The graph supports my gut feeling. Vacation days see a more narrow distribution of travel times with its peak further to the left. I seem to be longer on the road outside of school holidays. But that does not immediately have to say that there is less traffic. Maybe I leave work earlier during the warm days of summer which happen to also be school holidays, thus avoiding the peak traffic congestion by departing during the early fringe period of the peak(If the reader happens to be my employer: this is a strictly hypothetical scenario, of course I work everyday until I collapse).

A density plot shows that my departure time is pretty independent of school holidays.

Does the departure time generally have an influence on my travel time?

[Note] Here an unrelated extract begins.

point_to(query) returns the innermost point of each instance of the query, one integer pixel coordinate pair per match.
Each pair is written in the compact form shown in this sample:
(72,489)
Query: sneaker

I would expect a nonlinear influence, with travel times increasing at first, but after the bulk of the peak has passed, travel times should fall again. I chose regplots using the departure time as the explanatory variable of the linefit for the depending variable, the travel time. To check for my suspicion of nonlinear effects, we can compare several plots with polynomials of various degrees.

The concavity of the curve during the bulk of the peak in all scenarios displays the suspected effect, but given the few data points observed for later departure times, this should not be taken too seriously — in case you were planning to. Another question I had was, are there visible differences during the week? Wednesday is a typical “Daddy day” here in the Netherlands where parents have a parental leave day and traffic feels more relaxed.

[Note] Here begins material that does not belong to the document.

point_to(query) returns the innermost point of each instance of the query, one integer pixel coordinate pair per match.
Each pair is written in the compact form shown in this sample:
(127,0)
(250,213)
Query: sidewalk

The Wednesday swarm certainly has a heavy bottom (Is it okay to use “thicc” in such a context?), indicating more observations with shorter travel times, but some more observations would of course help to further investigate if the differences are truly significant. Lastly, did I adjust my travel behavior to avoid congestion? After all, economists often expect equilibria to establish over longer time periods. Did I learn from my everyday experience and see shorter travel times now than when I just started and knew nothing about the behavior of other commuters?

Nope.

No learning effect visible. My experience from driving the same route over and over again does not manifest in any ability to avoid congestion.

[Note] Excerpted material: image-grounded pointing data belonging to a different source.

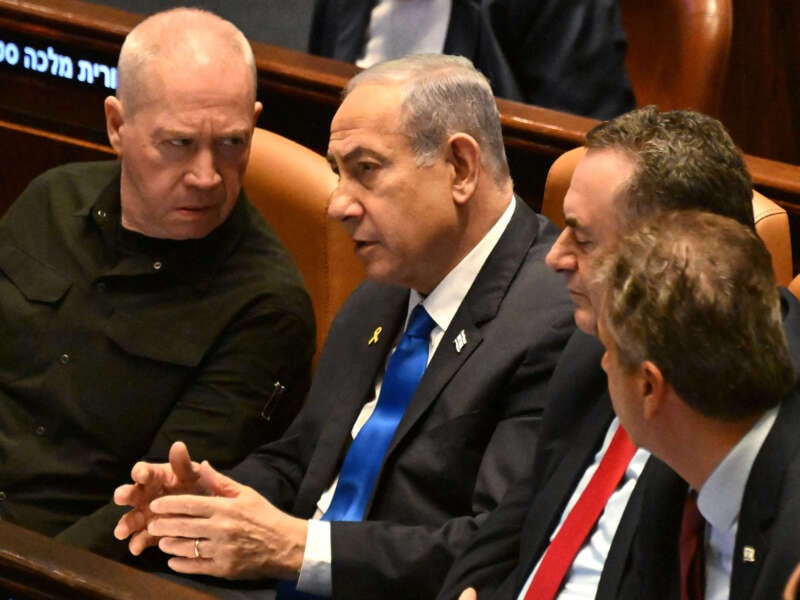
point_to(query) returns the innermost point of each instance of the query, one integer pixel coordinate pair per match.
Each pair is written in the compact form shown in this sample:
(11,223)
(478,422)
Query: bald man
(144,299)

So much for the visualization, the transport economist in me is of course also interested in the welfare losses my poor soul had to experience due to traffic congestion. Based on the minimum travel time for the trip of 41 min and the average trip time of 59 min, I derive that on average 18 min of my trip are extra time due to traffic congestion. Applying a standard value of 15 euro for the so called “value of time”, a measure used in economics to express time in financial terms that can be used in cost benefit analyses, means that per day my welfare loss adds up to roughly 9 euros. From the beginning of the project up to now, I made about 300 trips, so my total welfare loss is around 1.300 euros and I spent roughly 6.000 minutes or 100 hours or 4 days in congestion. Not on the road. But purely on extra travel time due to congestion. I listen to audio books in the car to make some use of my time and in “Homo Sapiens” the author explains that Buddhists think that all suffering is created by craving. Craving for more pleasant experiences, or craving to escape unpleasant experiences. The hidden Buddhist in me should therefore refrain from thinking about whether 4 days lost in traffic congestion is too much as it might lead to craving for less congestion and ultimately my own suffering. Buddhists are rarely good transport economists.